# What is drift in interest rate term structure model

I was studying about the interest rate term structures and i came across term structure model with (and without) drift.

I am really unsure about what this drift is in this equation for term structure model. $$dr=\lambda dt + \sigma dw$$

From the equation above $\lambda$ is the drift factor and $\lambda dt$ is the drift. I have a very confusing explanation of drift which is along the lines of interest rates are moved in the future by some factor.

Can someone give me an explanation of drift. An example associated with it would be ideal. Thanks!

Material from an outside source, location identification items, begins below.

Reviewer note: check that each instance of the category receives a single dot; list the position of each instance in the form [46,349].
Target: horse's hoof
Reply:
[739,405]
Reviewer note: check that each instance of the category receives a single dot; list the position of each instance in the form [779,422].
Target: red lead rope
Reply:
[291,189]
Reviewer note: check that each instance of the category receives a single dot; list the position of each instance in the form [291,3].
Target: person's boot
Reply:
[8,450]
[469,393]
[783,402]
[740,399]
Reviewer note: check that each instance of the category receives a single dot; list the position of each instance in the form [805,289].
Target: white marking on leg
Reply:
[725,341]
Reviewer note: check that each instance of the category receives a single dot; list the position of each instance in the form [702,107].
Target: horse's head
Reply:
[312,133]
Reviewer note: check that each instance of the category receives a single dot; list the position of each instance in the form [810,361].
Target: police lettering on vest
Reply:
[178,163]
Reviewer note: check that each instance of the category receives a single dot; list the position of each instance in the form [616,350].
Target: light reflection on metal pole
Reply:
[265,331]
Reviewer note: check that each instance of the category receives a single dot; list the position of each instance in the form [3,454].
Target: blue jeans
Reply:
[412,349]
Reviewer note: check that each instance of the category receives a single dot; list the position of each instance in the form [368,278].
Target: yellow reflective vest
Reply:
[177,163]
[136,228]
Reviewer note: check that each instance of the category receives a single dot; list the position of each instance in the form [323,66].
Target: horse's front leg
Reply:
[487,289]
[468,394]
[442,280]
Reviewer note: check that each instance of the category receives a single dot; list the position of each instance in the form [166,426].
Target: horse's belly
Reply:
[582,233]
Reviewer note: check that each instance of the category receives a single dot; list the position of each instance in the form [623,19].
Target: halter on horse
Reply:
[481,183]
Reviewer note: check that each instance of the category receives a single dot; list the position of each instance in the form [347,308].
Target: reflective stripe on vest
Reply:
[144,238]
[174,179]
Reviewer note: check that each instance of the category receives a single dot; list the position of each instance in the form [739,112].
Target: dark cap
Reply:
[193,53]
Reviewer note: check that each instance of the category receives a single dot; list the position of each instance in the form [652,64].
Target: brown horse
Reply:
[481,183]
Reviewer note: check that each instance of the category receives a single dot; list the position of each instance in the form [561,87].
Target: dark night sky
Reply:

• Let's face it, empirically single factor models $dr=\sigma dw$ do a poor job of modeling the actual term structure. I believe adding $\lambda$ is a "hack" intended to improve the fit at the cost of model realism (after all interest rates don't always go up). An alternative approach is to go to 2 factor and other models like CIR and HJM. – noob2 Feb 10 '16 at 17:35

## 1 Answer

Many term structure models-both single-factor and multifactor imply dynamics for the short-term riskless rate $r$ that can be nested within the following stochastic differential equation:

$dr = (\alpha + \beta r)dt + \sigma r^\gamma dZ.$

These dynamics imply that the conditional mean and variance of changes in the short-term rate depend on the level of $r$.

On your case we have $\alpha = \lambda$ and $\beta=\gamma=0$, and the model simplifies to the one on Merton (1973). So $\lambda$ is just capturing the growth over time of the interest rate. If there was no uncertainty, it would mean that interest rates would grow forever. Usually we don't see this in the data that's why most models haave a $\beta < 0$ which implies that interest rates are mean reverting.